He’s the man with the Midas Touch, it seems; his producing and featured appearances turn to Gold and Platinum records. 40-year-old Pharrell Williams is back on top of the charts with his involvement on two huge summer singles: “Blurred Lines” by Robin Thicke, featuring he and T.I. (a Williams co-write and production) and “Get Lucky” by Daft Punk, where he is a vocalist and co-writer. Understandably, there have been quite a few calls placed to his office for collaborations: he’s featured on new singles by rappers 2 Chainz and Azealia Banks, plus he’s being put to good use on albums by Jay-Z, Justin Timberlake, Mayer Hawthorne, Mike Posner and Miley Cyrus, but that list keeps on growing. For a guy who has been in the industry 20+ years, it’s nice to see that he’s a relevant name in the mainstream once again.

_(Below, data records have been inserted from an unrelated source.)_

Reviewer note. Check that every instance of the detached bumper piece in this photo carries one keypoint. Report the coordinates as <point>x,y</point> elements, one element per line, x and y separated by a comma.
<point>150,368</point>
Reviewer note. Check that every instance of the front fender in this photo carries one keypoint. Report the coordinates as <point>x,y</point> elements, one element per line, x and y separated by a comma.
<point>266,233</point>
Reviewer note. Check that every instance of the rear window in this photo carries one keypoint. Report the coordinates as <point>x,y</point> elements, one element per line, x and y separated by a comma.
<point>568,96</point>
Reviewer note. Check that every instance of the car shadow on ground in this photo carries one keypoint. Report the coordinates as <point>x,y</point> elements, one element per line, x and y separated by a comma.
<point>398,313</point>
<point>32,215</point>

Yet, it’s all come very fast, and with the radio release of a song he did for Despicable Me 2, “Happy”, he’s bound to be overexposed down the road. How much is too much and how long can Pharrell maintain this sudden momentum? You decide if this is the real thing or just a summer fling.

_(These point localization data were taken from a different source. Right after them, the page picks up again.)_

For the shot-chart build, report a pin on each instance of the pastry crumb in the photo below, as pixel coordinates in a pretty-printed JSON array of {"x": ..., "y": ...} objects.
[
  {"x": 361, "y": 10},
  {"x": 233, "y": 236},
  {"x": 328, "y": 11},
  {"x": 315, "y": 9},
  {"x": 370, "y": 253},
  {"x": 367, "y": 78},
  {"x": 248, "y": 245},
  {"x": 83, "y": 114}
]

I guess what gets me most, and maybe a few other analyzers too, is whether this sudden rise in popularity for this jack-of-all-trades is a performer/producer trend or a genre/sound trend, because the former is a little more stable than the latter, but he’s essentially mixed up in both. I’ve noted above that Pharrell is on a number of current and forthcoming projects that will take him through the end of the year should he play his cards right. This is a set of production, vocal and writing credits, so it’s not just focused in one area of the song. Still, his frequent appearances will ultimately get him compared to other acts like Flo Rida, Pitbull, and will.i.am, providing the “rent-a-rapper” break for an act whose label is trying to secure a hit. I’m personally hoping that he doesn’t get caught up in this area, because there’s a high potential of backlash to follow. Go on any music message board (or listen to any mainstream radio station) and you’ll see the dozens of cries in disgust when a new single by an anonymous performer is serviced with the (featuring so-and-so rapper) tag. This isn’t the case in every song he has out right now, but you just wait. It could happen.

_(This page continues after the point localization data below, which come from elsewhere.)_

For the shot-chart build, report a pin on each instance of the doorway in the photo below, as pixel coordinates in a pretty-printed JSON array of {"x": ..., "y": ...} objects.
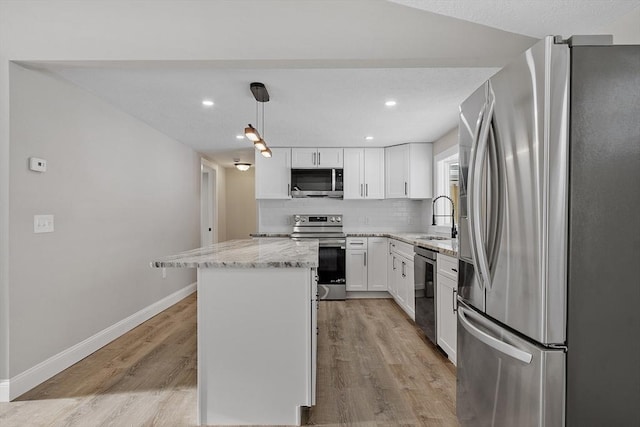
[{"x": 208, "y": 229}]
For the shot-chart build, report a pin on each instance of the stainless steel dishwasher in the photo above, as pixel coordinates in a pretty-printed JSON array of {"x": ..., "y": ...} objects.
[{"x": 425, "y": 290}]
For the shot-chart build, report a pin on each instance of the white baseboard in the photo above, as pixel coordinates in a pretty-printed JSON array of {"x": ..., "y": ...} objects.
[
  {"x": 368, "y": 294},
  {"x": 4, "y": 390},
  {"x": 25, "y": 381}
]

So, he’s getting more work today. However, there is a second argument that both songs that he’s featured on, “Lines” and “Lucky”, are also influenced by variations of 70’s disco, a specific sound belonging to a previous era. “Lines” is a party jam inspired by Marvin Gaye‘s #1 hit “Got To Give It Up” (1977), while a co-write by Nile Rodgers on “Lucky” automatically brings up Chic with songs like “Le Freak” (1978) and “Good Times” (1979). (His own single, “Happy”, is a Motown copycat.) Besides these songs, there are a few other throwback singles making their way up the charts: “Safe And Sound” by Capital Cities, for example, is very much rooted in the late 70’s new wave scene and could’ve easily been a Devo song, while “Treasure” by Bruno Mars brings you back to the club, reminiscent of Michael Jackson‘s Off The Wall era. This would reinforce the idea that it’s only a trend given that those two songs are hits at multiple formats. It may only last until the end of the season. It also helps that not everything Pharrell is producing is dated; his current single with 2 Chainz, “Feds Watching”, is just that — sounding like it belongs in 2013, not 1979. Case closed?
Not exactly. It’s going to be at least another few months until we can determine which way popular radio has travelled, at least until “Lines” and “Lucky” finish their chart runs. Remember, these things probably won’t be off the air/out of high rotation until probably September or October. It should be pointed out that although these featured appearances have done wonders for Pharrell, he has only managed one top 40 hit as a main-credited artist, “Frontin'”, which peaked at #5 on the Hot 100 in the later summer of 2003. It featured Jay-Z, and while it was huge at Urban radio, it was only a minor crossover at CHR radio. Let’s be honest, it was out ten years ago; you probably barely remember it if at all. His only solo album to date did moderately well, 2006’s In My Mind, but produced no top 40 singles (though a pair did make the Hot 100.) “Happy”, you little soundtrack single… you don’t really have a bright future, I’m afraid, not that Mr. Williams is scoffing when he’s rolling in plenty of dough.
Regardless of what you think of him, the guy’s come a long way from his first musical number, 1992’s “Rump Shaker” by Wreckx-N-Effect. However, with the kind of exposure he’s getting lately and the unfortunate ageism in the industry, radio and retail may just shake him off sooner rather than later, and that’s not very lucky at all.